Josh’s story, my story

It’s time to speak up and have your voice heard.

By Stacie Byrne

On Sept. 10, 2017, World Suicide Prevention Day, I met Leon Remus. I’d seen him around town and never thought anything of it nor that our paths would ever cross. But now here we were, side-by-side, lighting a candle in the Plaza on World Suicide Prevention Day. We exchanged pleasantries, I thanked him for attending the event, handed him a brochure and assumed that would be the end of our conversation.

But that wasn’t the end; it was only the beginning. He shared a story with me that night that he has agreed to share with you here now.
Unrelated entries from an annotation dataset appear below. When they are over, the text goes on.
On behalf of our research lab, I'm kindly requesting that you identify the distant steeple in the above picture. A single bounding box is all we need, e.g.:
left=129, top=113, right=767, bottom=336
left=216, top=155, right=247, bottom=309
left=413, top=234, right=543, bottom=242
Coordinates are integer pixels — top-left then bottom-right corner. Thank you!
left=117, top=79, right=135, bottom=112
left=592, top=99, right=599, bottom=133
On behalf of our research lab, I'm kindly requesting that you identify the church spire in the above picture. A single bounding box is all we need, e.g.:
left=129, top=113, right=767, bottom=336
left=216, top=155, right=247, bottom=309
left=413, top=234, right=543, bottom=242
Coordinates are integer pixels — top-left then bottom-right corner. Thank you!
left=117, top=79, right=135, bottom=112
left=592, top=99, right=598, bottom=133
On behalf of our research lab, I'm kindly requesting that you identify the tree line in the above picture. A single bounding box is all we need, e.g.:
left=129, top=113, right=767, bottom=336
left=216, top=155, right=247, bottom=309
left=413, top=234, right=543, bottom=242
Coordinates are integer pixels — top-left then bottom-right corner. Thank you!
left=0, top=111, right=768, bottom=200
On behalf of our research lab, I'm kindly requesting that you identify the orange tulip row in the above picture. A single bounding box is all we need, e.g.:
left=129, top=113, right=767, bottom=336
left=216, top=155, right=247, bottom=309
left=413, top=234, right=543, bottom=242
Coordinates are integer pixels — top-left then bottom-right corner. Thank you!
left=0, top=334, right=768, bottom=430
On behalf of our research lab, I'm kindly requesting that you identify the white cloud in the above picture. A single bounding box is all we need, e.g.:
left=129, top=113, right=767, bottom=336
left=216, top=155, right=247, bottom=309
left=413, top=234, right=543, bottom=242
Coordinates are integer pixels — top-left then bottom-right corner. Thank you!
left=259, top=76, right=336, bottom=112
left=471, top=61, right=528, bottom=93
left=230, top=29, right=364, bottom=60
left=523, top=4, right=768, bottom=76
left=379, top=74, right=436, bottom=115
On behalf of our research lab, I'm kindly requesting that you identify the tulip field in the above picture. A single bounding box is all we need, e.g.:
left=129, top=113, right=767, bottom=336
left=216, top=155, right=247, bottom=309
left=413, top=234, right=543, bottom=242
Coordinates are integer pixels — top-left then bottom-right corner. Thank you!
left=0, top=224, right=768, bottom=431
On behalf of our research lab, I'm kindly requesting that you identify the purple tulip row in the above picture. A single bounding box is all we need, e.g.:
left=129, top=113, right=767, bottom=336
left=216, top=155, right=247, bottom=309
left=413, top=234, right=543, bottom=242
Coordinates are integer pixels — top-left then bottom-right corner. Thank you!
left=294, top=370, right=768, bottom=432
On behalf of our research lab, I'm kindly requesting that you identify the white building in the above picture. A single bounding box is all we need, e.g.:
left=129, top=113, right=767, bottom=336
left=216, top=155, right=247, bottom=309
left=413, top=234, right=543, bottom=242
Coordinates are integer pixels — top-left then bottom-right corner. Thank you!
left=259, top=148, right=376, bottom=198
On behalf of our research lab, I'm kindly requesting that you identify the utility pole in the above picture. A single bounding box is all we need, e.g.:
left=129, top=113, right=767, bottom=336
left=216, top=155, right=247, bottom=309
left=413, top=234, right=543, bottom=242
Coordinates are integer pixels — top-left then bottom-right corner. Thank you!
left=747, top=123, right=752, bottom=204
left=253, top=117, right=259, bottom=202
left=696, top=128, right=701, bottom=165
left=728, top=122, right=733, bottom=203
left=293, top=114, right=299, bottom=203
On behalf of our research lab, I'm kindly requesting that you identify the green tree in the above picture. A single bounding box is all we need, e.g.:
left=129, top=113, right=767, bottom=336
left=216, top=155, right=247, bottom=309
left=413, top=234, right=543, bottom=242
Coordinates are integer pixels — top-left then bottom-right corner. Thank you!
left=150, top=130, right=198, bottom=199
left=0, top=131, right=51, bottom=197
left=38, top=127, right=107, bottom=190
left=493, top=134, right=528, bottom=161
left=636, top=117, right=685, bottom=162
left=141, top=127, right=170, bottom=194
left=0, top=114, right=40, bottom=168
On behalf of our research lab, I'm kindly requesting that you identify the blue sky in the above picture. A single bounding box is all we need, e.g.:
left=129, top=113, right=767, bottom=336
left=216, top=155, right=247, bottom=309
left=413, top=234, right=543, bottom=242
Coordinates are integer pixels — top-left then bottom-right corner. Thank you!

Why does he share his story? Because it is in breaking the silence that we come to realize that we are not alone. Because it is in hearing someone’s story that we learn that we can help. This is his letter.

Breaking the silence

I had the privilege of being with my son the first hour after his birth. It is an amazing gift to look at those little eyes looking up at yours. You wonder what thoughts are going through their little mind. I imagine I was thinking more than he was. I was thinking ahead to all the special times we would have together as father and son. I had activities planned … fishing, hockey, cottage life, family gatherings. This was a magical moment, a moment where you thought, ‘life is good,’ ‘life is perfect.’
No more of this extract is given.